🤖 AI Summary
Traditional influence functions rely on the low-dimensional assumption (parameters ≪ samples), leading to substantial accuracy degradation in modern high-dimensional AI models and limiting their interpretability. This work identifies the root cause of this failure and proposes Newfluence—the first influence estimation method specifically designed for high-dimensional settings. Grounded in high-dimensional and robust statistics, we establish a rigorous mathematical framework and introduce a corrected asymptotic approximation technique that overcomes the intrinsic dimensionality constraints of classical influence functions. Newfluence achieves computational efficiency comparable to standard methods while providing theoretically guaranteed higher-order accuracy. Empirical evaluations demonstrate its superior sensitivity to outliers, noisy labels, and model misspecification—outperforming both conventional influence functions and Shapley values. Newfluence establishes a new benchmark for large-model diagnostics, trustworthy interpretation, and robust optimization.
📝 Abstract
The increasing complexity of machine learning (ML) and artificial intelligence (AI) models has created a pressing need for tools that help scientists, engineers, and policymakers interpret and refine model decisions and predictions.

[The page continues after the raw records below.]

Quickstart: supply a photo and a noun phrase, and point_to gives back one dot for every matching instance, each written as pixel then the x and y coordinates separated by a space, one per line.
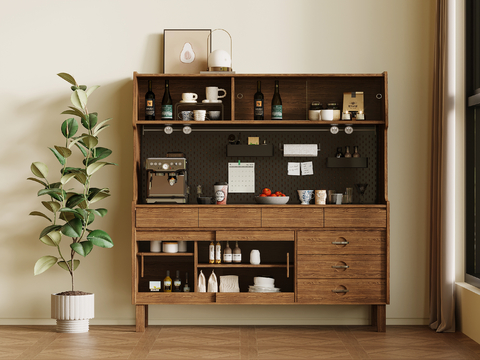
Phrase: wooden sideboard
pixel 318 254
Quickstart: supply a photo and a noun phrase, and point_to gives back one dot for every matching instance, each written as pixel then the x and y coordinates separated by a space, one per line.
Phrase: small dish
pixel 272 200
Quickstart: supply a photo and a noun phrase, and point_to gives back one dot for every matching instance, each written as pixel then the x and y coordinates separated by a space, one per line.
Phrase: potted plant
pixel 69 200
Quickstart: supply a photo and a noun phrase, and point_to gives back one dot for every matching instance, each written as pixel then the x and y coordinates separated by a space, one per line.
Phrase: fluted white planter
pixel 73 312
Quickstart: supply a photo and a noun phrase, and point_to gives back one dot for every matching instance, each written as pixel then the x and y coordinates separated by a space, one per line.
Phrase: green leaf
pixel 90 141
pixel 53 206
pixel 101 212
pixel 67 178
pixel 73 228
pixel 38 213
pixel 52 239
pixel 70 127
pixel 59 157
pixel 64 266
pixel 49 229
pixel 39 169
pixel 68 78
pixel 79 99
pixel 44 263
pixel 75 200
pixel 92 89
pixel 100 238
pixel 39 181
pixel 83 248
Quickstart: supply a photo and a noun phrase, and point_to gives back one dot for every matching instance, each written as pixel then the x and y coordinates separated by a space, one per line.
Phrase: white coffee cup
pixel 212 93
pixel 189 97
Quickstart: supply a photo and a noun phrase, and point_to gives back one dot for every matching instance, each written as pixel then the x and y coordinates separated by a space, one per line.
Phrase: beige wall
pixel 102 42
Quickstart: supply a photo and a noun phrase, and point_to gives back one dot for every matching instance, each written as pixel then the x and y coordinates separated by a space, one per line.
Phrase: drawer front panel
pixel 292 217
pixel 256 235
pixel 340 266
pixel 341 242
pixel 143 235
pixel 169 217
pixel 355 217
pixel 341 291
pixel 230 217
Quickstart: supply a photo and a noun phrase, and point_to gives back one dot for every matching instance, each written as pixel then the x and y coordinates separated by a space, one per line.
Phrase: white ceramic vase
pixel 73 312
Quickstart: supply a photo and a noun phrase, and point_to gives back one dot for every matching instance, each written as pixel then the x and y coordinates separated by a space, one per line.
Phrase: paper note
pixel 307 168
pixel 294 169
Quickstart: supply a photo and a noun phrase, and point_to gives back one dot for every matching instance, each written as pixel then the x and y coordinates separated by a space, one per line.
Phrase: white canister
pixel 255 257
pixel 155 246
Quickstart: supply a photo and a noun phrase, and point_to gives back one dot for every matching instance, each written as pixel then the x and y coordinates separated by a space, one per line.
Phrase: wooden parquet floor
pixel 235 342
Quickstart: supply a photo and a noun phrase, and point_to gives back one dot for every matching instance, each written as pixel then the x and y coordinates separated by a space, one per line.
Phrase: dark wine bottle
pixel 258 113
pixel 167 105
pixel 277 104
pixel 150 103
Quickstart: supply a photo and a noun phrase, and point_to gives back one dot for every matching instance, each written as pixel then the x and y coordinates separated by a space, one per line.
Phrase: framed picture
pixel 185 50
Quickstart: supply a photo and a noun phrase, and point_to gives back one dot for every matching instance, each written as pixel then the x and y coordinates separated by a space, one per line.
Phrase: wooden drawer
pixel 341 291
pixel 175 216
pixel 341 242
pixel 340 266
pixel 256 235
pixel 145 235
pixel 295 217
pixel 355 217
pixel 255 298
pixel 223 217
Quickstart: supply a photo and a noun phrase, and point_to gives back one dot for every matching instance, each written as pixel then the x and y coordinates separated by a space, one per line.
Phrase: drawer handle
pixel 340 290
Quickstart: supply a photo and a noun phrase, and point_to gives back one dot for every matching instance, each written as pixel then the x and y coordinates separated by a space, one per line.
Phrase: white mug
pixel 212 93
pixel 189 97
pixel 255 257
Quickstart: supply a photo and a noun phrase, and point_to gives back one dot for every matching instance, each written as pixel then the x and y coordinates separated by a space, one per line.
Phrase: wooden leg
pixel 379 317
pixel 141 317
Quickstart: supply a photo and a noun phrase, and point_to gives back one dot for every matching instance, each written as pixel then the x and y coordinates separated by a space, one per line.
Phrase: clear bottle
pixel 277 110
pixel 211 253
pixel 347 151
pixel 258 109
pixel 237 254
pixel 218 253
pixel 186 288
pixel 167 104
pixel 227 254
pixel 177 283
pixel 149 103
pixel 355 152
pixel 167 283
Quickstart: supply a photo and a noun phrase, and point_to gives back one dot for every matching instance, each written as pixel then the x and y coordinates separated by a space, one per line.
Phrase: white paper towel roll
pixel 299 150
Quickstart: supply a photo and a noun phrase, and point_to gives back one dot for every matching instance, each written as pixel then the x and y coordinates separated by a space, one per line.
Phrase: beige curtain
pixel 442 204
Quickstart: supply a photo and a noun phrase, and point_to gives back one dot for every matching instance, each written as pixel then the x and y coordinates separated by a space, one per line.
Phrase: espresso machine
pixel 166 180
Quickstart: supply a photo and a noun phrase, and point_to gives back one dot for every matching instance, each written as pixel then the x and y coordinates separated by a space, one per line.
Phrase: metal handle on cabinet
pixel 340 291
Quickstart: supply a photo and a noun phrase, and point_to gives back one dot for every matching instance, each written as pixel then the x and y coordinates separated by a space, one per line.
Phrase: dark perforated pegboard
pixel 208 163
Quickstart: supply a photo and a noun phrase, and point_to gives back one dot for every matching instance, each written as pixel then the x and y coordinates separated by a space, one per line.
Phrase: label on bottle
pixel 277 112
pixel 258 111
pixel 167 111
pixel 150 107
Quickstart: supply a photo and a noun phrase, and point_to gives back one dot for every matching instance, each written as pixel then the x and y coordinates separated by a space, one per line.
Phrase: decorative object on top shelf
pixel 219 60
pixel 184 50
pixel 71 212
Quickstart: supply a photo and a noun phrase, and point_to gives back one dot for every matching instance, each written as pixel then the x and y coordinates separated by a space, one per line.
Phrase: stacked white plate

Influence functions, originating from robust statistics, have emerged as a popular approach for this purpose.
However, the heuristic foundations of influence functions rely on low-dimensional assumptions where the number of parameters $p$ is much smaller than the number of observations $n$. In contrast, modern AI models often operate in high-dimensional regimes with large $p$, challenging these assumptions.
In this paper, we examine the accuracy of influence functions in high-dimensional settings. Our theoretical and empirical analyses reveal that influence functions cannot reliably fulfill their intended purpose. We then introduce an alternative approximation, called Newfluence, that maintains similar computational efficiency while offering significantly improved accuracy.
Newfluence is expected to provide more accurate insights than many existing methods for interpreting complex AI models and diagnosing their issues. Moreover, the high-dimensional framework we develop in this paper can also be applied to analyze other popular techniques, such as Shapley values.